Het interieur van de kerk is vrijwel leeggehaald. De kerk zit vol met steigers, buizen en planken. Achter de troon van de bisschop (op dit moment is dat Guy Harpigny) vertellen gotische glas-in-loodramen het levensverhaal van Childeric. Een weelderig oksaal markeert de scheiding tussen romaanse schip en het gotische koor.

De kathedraal is enorm, haalt een lengte van 134 meter en is daarmee zelfs langer dan haar beroemdere naamgenoot, de Notre-Dame te Parijs.

In de Notre-Dame van Tournai bevindt zich ”de schat”, dat is een schatkamer met oude relieken, schrijnen, zilverwerk, wandtapijten en een Byzantijns wijdingskruis.

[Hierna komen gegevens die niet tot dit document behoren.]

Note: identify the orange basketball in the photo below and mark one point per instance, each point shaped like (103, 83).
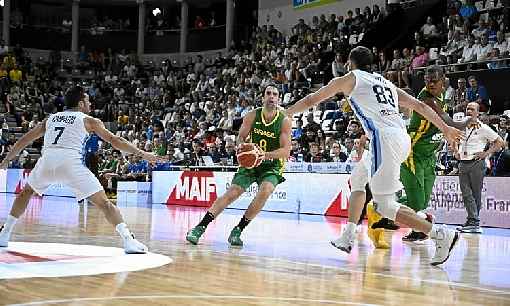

Wie in Tournai kerken wil bezoeken, kan zijn gang gaan, er staan er negen, zoals de Eglise Saint-Jacques, vlak bij de Grote Markt, de Eglise Saint-Brice op de Place Clovis (op de rechteroever van de Schelde) en de Sainte-Marie-Madeleine aan de Rue de la Madeleine. Het gezegde hier luidt: „Tournai, 100 klokkentorens en 400 klokken”. Dat klopt van geen kant, maar de boodschap is duidelijk.

Vlak bij de Eglise-Saint-Brice werd in de zeventiende eeuw bij opgravingen het graf gevonden van Childeric, de vader van Clovis, vol met de overblijfselen van wapens, juwelen en stoffelijke resten van zo’n twintig paarden en veulens. Boven de voordeur van Place Clovis nr. 8 zit een herinneringstegel in de muur die naar het graf van Childeric verwijst.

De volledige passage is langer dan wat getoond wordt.